Good news! After many years of negotiations, bidding, and re-bidding, the Falls of Clyde International of Scotland have been awarded possession of the world's last-surviving wind-powered barque.
She will be taken to Scotland, where she was built in 1878, aboard a float on/float off ship, such as carried the USS John McCain (DDG-56) home for repairs after it was struck by a tanker off the coast of Singapore in 2017.
Once in her new home, the Falls of Clyde will be restored. Her last restoration was done in Hawaii in the 1970s. We saw her looking glorious in "Small Potatoes" and M Station: Hawaii. Strong sunlight, high winds, and the passage of time have damaged her almost beyond recognition.
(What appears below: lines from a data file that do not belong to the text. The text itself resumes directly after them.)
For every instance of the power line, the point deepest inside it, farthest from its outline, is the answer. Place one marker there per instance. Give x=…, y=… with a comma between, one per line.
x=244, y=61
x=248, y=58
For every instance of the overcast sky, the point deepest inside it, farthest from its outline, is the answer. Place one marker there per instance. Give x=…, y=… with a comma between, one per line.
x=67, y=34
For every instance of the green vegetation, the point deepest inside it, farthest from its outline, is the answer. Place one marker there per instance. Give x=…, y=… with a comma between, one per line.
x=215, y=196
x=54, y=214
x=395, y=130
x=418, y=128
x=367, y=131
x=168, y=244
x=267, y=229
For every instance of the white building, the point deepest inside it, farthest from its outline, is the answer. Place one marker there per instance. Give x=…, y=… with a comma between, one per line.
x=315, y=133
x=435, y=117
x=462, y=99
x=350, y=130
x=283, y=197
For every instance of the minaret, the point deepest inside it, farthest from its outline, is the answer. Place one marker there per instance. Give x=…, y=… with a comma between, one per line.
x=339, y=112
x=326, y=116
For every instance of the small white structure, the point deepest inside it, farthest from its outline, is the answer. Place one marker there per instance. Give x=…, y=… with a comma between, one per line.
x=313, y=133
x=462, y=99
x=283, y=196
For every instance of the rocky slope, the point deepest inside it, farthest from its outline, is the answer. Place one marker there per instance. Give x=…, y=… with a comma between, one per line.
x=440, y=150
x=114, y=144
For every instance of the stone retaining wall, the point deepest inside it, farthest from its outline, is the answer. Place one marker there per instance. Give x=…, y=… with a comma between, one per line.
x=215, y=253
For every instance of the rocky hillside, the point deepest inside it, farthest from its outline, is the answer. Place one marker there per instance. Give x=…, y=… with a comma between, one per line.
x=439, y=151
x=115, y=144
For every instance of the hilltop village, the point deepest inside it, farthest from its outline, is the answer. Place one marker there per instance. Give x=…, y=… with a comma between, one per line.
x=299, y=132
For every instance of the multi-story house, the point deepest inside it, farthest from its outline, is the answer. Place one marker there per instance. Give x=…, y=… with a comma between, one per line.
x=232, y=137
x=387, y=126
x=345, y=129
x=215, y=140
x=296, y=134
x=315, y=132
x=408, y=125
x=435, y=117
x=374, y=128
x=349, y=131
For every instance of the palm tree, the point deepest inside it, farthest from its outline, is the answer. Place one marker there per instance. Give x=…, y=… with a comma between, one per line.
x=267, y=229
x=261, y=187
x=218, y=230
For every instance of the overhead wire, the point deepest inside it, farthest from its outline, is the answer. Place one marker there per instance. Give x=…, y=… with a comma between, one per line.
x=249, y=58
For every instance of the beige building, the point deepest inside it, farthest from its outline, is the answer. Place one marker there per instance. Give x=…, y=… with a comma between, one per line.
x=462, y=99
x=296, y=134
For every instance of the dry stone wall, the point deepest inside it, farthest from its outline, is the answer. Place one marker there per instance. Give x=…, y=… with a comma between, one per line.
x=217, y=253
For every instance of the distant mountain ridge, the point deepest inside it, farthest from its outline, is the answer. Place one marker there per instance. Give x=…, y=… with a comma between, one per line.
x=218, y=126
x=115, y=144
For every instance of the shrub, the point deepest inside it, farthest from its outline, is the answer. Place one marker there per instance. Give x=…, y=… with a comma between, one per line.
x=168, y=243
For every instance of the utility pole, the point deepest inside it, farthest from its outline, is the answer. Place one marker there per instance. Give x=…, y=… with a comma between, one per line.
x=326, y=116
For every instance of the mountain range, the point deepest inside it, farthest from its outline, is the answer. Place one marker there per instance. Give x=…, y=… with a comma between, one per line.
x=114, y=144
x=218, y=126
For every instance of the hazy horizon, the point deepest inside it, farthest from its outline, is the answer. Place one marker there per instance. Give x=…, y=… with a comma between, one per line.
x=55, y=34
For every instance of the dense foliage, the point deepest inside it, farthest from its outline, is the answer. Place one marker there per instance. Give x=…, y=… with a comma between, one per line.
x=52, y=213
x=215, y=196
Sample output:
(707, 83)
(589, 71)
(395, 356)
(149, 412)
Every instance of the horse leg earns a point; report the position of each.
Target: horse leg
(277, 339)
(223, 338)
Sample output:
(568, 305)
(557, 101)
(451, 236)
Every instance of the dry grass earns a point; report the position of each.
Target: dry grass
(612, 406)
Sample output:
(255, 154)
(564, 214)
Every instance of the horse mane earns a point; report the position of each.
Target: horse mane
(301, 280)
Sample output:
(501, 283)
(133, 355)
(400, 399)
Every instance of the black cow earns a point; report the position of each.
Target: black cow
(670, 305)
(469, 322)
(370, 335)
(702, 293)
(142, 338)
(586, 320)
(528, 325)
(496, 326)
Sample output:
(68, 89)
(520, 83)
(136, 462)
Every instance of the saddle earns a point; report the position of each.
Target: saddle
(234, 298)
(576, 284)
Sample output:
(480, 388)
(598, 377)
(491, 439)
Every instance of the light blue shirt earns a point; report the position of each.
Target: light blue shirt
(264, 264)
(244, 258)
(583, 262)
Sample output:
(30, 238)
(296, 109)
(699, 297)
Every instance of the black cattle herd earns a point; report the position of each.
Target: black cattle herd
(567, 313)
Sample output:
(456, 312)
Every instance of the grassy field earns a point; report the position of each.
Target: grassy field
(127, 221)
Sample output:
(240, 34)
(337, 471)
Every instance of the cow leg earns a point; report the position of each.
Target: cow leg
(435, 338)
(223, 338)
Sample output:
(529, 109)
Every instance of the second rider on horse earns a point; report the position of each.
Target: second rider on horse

The effort to move Falls of Clyde to Scotland began when the Bishop Museum said they no longer wanted her and said they planned to move her offshore and to scuttle her. Needless to say, public outcry arose, and efforts began to find a way to save her. Local efforts failed to raise the necessary funds to move her from Honolulu Harbor and to a place where she could be dry docked for repairs. After several years, the Falls of Clyde International was formed to help generate international interest in saving the ship. After many delays and complications, they finally have accomplished the mission by showing that Falls of Clyde not only can be restored; she can be put to work as a teaching ship, teaching the world that shipping can take place using wind power and solar power, without the use of fossil fuels. Plans are for her to sail again, visiting countries around the world -- perhaps, even, giving a wave to her fans in Hawaii!
We've been watching this story unfold for more than ten years and will continue to do so as Falls of Clyde's history moves forward, into the 21st century. Don't you know Jack would be on deck, celebrating, if he were here!